Progress bar doesn't show up on Kaggle TPU with `num_workers` greater than `0`. #9814

RahulBhalley · 2021-10-04T09:41:24Z

🐛 Bug

As the issue title says: the progress bar doesn't show up on Kaggle TPU with num_workers greater than 0.

Disclaimer: I haven't tested this program on Google Colab TPU.

To Reproduce

Set num_workers to any number greater than zero up to max CPU cores.
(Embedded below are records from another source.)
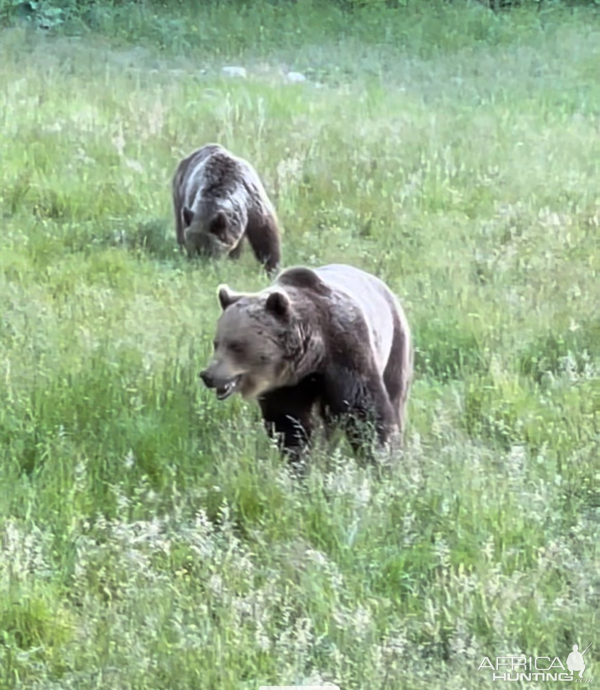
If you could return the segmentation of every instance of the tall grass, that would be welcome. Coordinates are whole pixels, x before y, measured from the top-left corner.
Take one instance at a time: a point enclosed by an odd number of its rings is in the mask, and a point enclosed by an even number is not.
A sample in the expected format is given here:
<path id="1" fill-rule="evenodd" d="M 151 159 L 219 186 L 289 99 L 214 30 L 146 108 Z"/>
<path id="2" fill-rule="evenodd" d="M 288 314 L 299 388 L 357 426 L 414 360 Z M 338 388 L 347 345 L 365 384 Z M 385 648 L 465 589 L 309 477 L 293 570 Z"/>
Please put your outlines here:
<path id="1" fill-rule="evenodd" d="M 470 689 L 595 641 L 600 33 L 548 6 L 4 32 L 0 687 Z M 216 286 L 266 284 L 176 250 L 170 177 L 209 141 L 259 170 L 286 265 L 402 299 L 391 467 L 321 444 L 296 480 L 198 381 Z"/>

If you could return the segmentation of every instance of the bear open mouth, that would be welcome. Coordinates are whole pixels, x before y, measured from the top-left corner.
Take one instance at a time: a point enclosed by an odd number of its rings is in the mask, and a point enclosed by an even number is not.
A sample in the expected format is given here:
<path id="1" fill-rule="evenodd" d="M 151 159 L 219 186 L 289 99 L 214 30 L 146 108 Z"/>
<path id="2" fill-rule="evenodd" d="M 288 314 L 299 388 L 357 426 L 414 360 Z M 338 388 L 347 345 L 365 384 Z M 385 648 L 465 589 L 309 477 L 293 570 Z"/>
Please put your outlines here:
<path id="1" fill-rule="evenodd" d="M 232 393 L 234 393 L 241 378 L 241 374 L 240 374 L 239 376 L 236 376 L 235 378 L 232 379 L 231 381 L 228 381 L 224 386 L 221 386 L 220 388 L 217 388 L 217 400 L 224 400 L 226 398 L 229 397 Z"/>

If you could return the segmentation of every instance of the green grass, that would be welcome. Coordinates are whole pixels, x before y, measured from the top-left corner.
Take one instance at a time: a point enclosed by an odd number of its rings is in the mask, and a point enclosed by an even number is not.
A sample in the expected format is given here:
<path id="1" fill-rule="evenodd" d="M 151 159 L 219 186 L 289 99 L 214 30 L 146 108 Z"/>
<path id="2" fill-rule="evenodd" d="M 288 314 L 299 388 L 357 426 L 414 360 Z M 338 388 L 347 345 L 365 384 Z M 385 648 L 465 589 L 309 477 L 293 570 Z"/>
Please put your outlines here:
<path id="1" fill-rule="evenodd" d="M 127 8 L 0 36 L 0 687 L 474 689 L 597 642 L 597 14 Z M 286 265 L 402 299 L 392 467 L 321 444 L 296 480 L 198 380 L 217 284 L 266 284 L 176 249 L 210 141 Z"/>

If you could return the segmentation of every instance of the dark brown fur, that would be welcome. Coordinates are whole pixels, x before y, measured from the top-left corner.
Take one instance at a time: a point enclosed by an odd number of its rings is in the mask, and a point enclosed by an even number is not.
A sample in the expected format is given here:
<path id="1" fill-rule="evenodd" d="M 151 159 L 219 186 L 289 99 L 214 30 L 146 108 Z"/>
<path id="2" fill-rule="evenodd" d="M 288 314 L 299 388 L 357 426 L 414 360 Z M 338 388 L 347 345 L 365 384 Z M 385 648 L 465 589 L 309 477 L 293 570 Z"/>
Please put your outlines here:
<path id="1" fill-rule="evenodd" d="M 261 385 L 248 397 L 257 397 L 268 432 L 293 457 L 310 442 L 315 408 L 327 429 L 342 426 L 355 451 L 363 447 L 369 423 L 381 445 L 401 437 L 412 341 L 401 307 L 380 281 L 350 266 L 294 268 L 257 293 L 223 287 L 219 299 L 218 337 L 232 334 L 250 352 L 261 351 L 268 337 L 270 368 L 248 368 L 247 355 L 223 368 L 227 355 L 217 353 L 201 375 L 216 387 L 210 377 L 217 371 L 221 382 L 244 371 L 256 374 Z M 379 350 L 370 344 L 377 339 Z"/>
<path id="2" fill-rule="evenodd" d="M 219 144 L 180 161 L 172 190 L 177 242 L 188 255 L 237 259 L 246 237 L 266 270 L 281 262 L 275 211 L 254 168 Z"/>

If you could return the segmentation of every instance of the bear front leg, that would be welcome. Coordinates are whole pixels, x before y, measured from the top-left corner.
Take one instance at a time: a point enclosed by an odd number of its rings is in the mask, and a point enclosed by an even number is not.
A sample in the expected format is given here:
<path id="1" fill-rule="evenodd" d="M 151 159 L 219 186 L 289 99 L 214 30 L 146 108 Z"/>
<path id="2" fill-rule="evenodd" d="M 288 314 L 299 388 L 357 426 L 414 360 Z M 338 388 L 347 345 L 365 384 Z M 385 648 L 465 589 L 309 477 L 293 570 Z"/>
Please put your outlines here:
<path id="1" fill-rule="evenodd" d="M 267 433 L 271 438 L 277 439 L 283 454 L 295 462 L 301 459 L 312 436 L 312 404 L 299 400 L 294 404 L 284 405 L 283 402 L 278 392 L 259 401 Z"/>

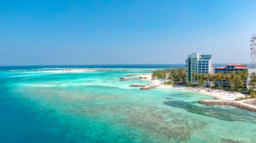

On Kaggle, the following code sets it to 4.

train_dataset_loader = DataLoader(train_dataset, 
                                  batch_size=BATCH_SIZE, 
                                  shuffle=True, 
                                  num_workers=multiprocessing.cpu_count(),
                                  drop_last=True)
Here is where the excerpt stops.